News has broken that the Democratic National Committee thwarted an attempted hack of its massive voter database, two years after Russian operatives sent the party into disarray by breaking into its computers and facilitating the release of tens of thousands of emails online amid the presidential election.
DNC security contractors notified the party Tuesday that hackers had created a fake login page to gather usernames and passwords in an effort to gain access to the Democratic Party’s voter file, a party official said. The file contains information on tens of millions of voters. The attempt was quickly thwarted by suspending the attacker’s account, and no information was compromised, the official said. The FBI was notified. IT security experts commented below.
Pravin Kothari, CEO at Cloud Security Vendor CipherCloud:
“The DNC recently announced that a suspected hack was merely an unauthorized test. Of course, it is ridiculous that a third party decided to “test” someone else’s defense without authorization. We’ll have to wait and see how law enforcement reacts to this unknown party’s “unauthorized test.” There is more to this adventure, perhaps, than we know today.
Unauthorized (and mysterious) tests aside, the DNC security operations team and other organizations responsible for acquiring voting software need to take immediate steps to add necessary resilience to their voting systems and election databases. These systems require substantial hardening of the cyber defense at all levels, given they are receiving the attention of nation-state attackers.
Recommended actions for voter database protection
There are many types of voting software. They are all not designed the same. Consider an independent 3rd party review of your top choices for vendor software systems. Penetration test your selected vendor’s voting systems using an independent tester and then request necessary remediation from the voting system vendor. Consider the use of continuous security validation technology for the identification and remediation of misconfigurations, vulnerabilities, and more.
The use of Zero Trust policies is also an essential component of hardening both the systems and the policies that govern their use. Mandate that all access to the vendor voting systems by any party must be two-factor authenticated, without exception. Further, all internal databases, especially those used in voting systems that use the cloud, should be encrypted using a end-to-end “edge” encryption. Finally, restrict all access to the voting networks, by vendors, developers, managers, etc. to only clients acquired solely for that purpose. Don’t let anyone bring their own device and connect it to the network.

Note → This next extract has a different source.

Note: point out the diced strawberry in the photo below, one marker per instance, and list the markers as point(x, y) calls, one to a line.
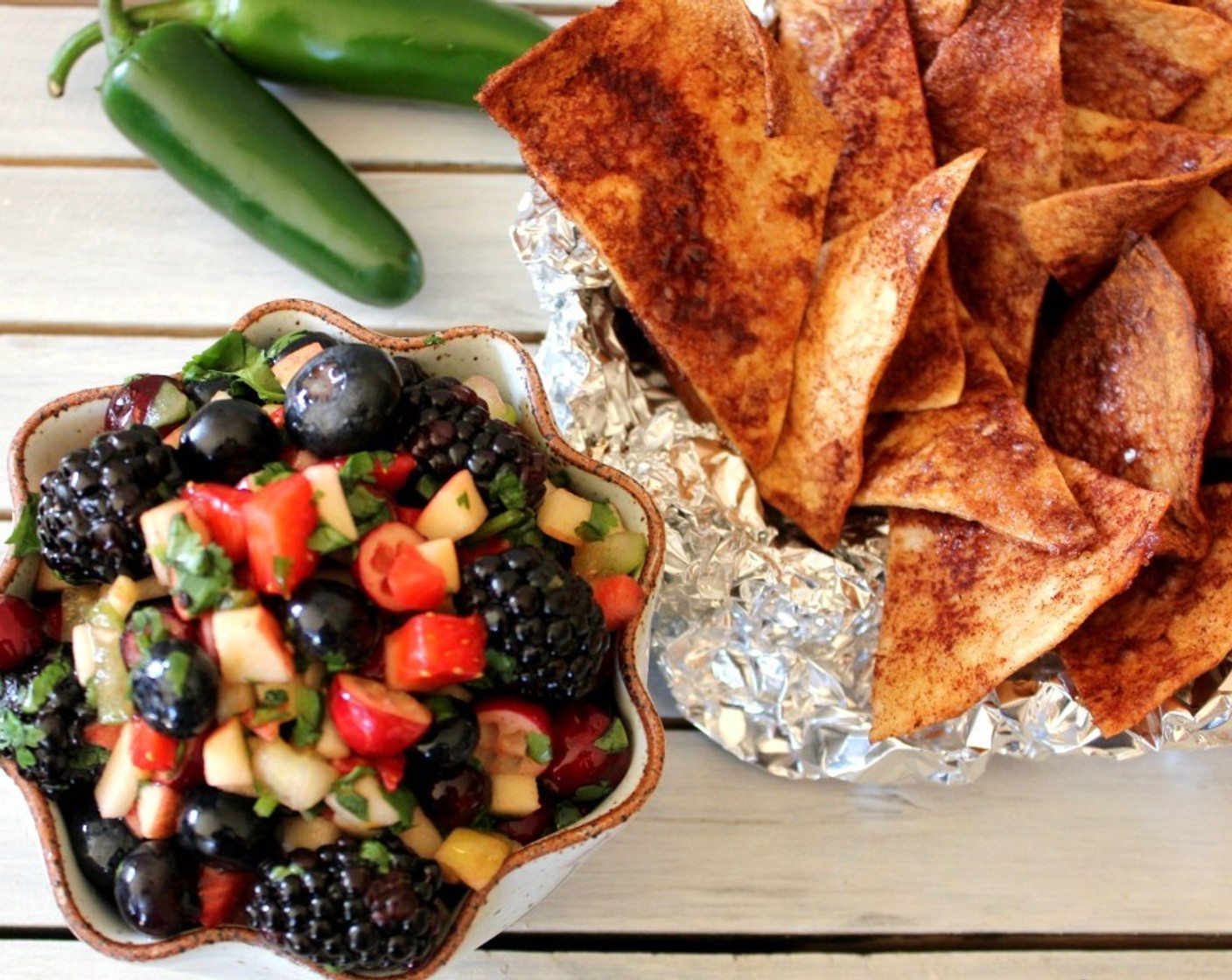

Backup of data is essential such that the integrity of the election is never in jeopardy or doubt. The best way to do this is to retain a paper audit trail of voter activity.
Full and open disclosure is now required by voting system vendors. Vendors that supply voting systems must notify all relevant parties within hours of a suspected cyberattack. These voting systems have become critical national infrastructure and should be treated as such.”
Ross Rustici, Senior Director, Intelligence Services at Cybereason:
“The attempt on the DNC voter database is another in the long line of doppelganger domains used for spearphishing and harvesting of credentials. The data housed in these types of databases would be incredibly useful, both for domestic opposition research as well as for foreign intelligence and counterintelligence purposes. This type of prep work by hackers is likely to continue, and it is a good sign that these websites are being detected before they appear to be in use. The efficacy of this type of credential theft is greatly mitigated by use of two-factor authentication and other identity management tools.”